Precious metals rose as dollar retreated after Federal Reserve Chairman Ben Bernanke supported the continuance of bond-purchasing program saying that economy isnt strong enough yet.
The MSCI Asia Pacific Index gained 1.8% to 134.84 at 1:58 p.m. in Tokyo. Standard & Poor’s 500 Index futures added 1% after the gauge rose to within 1 percent of its record yesterday. Gold, silver and copper soared by more than 1.9%. The Dollar Index sank 1.8%.
Bernanke backed sustained stimulus in a speech yesterday, after minutes of the Fed’s June meeting showed officials want to see more signs of job growth before starting to reduce the $85 billion-a-month bond purchases. The BOJ said it would retain its plan for monetary stimulus at the end of its two-day meeting today and the Bank of Korea kept interest rates unchanged.
“It’s a shot in the arm, so to speak,” Natalie Trunow, the Bethesda, Maryland-based chief investment officer of equities for Calvert Investments Inc. said in a phone interview for Bloomberg. “Anything that helps the economy and makes money cheap is an accommodative stance.”
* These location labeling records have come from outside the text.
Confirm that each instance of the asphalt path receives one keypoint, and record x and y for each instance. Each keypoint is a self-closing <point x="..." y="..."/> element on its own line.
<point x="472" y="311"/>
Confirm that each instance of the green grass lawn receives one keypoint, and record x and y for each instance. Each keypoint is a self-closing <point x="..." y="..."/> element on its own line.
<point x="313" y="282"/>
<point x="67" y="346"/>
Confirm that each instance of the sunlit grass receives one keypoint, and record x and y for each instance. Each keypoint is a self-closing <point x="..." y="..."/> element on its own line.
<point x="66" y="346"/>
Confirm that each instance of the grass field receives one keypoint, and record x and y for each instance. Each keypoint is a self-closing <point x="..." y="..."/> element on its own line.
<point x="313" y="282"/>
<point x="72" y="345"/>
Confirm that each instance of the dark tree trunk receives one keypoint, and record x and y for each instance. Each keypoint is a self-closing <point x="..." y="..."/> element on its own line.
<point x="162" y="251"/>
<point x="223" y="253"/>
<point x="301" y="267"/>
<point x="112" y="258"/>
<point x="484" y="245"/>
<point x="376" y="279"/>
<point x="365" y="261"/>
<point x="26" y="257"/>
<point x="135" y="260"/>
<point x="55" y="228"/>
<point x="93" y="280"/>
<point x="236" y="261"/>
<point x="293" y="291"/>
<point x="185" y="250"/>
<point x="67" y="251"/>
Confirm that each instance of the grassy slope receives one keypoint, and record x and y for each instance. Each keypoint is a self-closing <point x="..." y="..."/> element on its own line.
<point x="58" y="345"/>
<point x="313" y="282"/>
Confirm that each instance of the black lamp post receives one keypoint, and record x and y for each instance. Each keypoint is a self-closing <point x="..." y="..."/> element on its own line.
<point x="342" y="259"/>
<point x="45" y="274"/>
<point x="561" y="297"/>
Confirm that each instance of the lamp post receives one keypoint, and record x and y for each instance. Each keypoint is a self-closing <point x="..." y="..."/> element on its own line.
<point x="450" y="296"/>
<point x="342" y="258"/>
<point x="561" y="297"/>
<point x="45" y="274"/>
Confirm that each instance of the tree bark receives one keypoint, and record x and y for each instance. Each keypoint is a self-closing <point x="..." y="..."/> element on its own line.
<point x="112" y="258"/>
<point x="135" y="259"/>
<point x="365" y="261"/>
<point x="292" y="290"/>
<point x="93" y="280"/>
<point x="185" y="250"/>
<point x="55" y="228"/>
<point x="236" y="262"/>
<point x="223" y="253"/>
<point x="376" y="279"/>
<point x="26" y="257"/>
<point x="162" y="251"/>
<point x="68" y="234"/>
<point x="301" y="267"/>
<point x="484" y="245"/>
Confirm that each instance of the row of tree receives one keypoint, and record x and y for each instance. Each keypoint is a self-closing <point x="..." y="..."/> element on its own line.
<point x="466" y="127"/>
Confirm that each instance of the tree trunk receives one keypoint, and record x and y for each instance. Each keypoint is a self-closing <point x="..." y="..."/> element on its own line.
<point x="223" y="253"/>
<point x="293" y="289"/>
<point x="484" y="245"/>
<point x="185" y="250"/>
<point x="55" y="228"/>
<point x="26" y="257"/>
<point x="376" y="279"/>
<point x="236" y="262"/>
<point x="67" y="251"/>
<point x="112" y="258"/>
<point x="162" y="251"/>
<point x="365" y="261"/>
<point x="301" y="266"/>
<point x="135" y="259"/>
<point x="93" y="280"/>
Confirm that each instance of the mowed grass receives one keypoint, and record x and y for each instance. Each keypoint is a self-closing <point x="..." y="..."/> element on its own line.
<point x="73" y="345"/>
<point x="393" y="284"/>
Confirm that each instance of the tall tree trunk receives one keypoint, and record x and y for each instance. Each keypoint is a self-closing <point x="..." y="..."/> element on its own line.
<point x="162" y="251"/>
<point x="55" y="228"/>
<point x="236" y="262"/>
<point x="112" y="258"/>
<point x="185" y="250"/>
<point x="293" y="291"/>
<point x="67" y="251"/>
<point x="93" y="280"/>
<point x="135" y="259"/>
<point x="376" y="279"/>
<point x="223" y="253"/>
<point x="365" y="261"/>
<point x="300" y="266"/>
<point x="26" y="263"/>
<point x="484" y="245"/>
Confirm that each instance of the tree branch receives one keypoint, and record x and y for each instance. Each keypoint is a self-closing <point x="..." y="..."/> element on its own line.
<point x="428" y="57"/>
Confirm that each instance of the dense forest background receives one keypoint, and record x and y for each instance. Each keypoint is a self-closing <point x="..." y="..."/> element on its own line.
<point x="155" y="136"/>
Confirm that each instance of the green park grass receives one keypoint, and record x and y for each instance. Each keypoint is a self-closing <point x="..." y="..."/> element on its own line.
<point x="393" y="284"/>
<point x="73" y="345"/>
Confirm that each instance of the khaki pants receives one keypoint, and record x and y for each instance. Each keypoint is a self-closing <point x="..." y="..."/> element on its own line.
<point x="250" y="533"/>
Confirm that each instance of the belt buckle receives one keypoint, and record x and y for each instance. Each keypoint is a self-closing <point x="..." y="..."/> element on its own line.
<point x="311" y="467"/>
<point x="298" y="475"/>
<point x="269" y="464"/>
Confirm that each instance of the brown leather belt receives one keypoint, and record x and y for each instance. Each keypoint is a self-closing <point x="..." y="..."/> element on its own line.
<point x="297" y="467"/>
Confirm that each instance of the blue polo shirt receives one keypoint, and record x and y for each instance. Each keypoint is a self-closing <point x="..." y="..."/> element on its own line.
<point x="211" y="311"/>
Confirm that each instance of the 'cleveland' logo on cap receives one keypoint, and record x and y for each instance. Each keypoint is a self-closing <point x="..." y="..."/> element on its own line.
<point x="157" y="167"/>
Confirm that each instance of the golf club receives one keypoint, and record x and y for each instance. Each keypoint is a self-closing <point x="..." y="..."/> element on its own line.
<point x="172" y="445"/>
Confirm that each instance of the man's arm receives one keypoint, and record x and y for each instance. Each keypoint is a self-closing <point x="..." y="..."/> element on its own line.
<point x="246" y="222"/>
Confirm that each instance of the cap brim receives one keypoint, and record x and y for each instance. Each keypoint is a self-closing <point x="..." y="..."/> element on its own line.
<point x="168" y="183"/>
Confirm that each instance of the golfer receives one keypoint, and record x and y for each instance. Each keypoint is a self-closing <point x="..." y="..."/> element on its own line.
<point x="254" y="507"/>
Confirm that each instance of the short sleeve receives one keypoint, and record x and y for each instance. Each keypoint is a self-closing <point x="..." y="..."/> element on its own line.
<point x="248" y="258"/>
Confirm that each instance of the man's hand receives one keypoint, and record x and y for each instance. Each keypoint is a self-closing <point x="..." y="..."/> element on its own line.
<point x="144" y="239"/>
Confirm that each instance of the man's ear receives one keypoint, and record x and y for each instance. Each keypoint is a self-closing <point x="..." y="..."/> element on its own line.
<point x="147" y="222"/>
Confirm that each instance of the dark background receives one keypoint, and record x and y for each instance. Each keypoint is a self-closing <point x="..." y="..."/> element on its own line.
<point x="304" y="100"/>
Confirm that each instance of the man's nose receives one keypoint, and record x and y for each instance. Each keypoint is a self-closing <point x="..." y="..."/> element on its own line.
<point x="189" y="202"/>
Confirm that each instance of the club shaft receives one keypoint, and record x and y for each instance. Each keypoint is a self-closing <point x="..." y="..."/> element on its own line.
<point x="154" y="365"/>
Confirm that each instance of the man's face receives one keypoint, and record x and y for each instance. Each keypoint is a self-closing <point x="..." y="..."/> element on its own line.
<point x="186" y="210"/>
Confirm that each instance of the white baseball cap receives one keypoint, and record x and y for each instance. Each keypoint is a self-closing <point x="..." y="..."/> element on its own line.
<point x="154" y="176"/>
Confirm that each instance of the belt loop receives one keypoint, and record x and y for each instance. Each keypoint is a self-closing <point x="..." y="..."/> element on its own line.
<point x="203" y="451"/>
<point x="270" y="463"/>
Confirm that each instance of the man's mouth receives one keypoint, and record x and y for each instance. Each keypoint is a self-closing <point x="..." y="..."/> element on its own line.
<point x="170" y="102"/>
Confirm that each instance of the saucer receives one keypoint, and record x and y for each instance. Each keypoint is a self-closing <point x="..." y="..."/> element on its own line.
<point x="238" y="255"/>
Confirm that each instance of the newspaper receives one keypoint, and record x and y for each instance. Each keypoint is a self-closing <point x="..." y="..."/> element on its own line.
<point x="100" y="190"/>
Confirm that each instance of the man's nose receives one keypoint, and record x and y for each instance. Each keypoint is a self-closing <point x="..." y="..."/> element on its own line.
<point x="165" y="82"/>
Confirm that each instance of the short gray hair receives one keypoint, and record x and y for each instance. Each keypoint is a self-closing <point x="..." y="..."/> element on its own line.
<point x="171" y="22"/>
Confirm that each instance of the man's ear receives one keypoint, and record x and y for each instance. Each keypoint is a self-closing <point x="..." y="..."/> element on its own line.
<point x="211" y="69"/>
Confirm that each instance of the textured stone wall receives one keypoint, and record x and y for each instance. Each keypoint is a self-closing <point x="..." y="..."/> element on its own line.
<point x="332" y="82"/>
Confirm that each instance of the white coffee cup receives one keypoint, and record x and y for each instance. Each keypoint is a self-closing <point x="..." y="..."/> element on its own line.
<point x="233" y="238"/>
The most dramatic move was in the U.S. dollar, which decreased 1.5% against the yen overnight and moved even lower Thursday after the Bank of Japan finished its monthly policy meeting. Although the central bank upgraded its assessment of the economy, it reduced its inflation target for the 2013 fiscal year to 0.6% and 2014 target to 1.3%.
S&P 500 index remained close to 0, Dow Jones Industrial average slumped by 0.06% and Nasdaq technology index added 0.47%.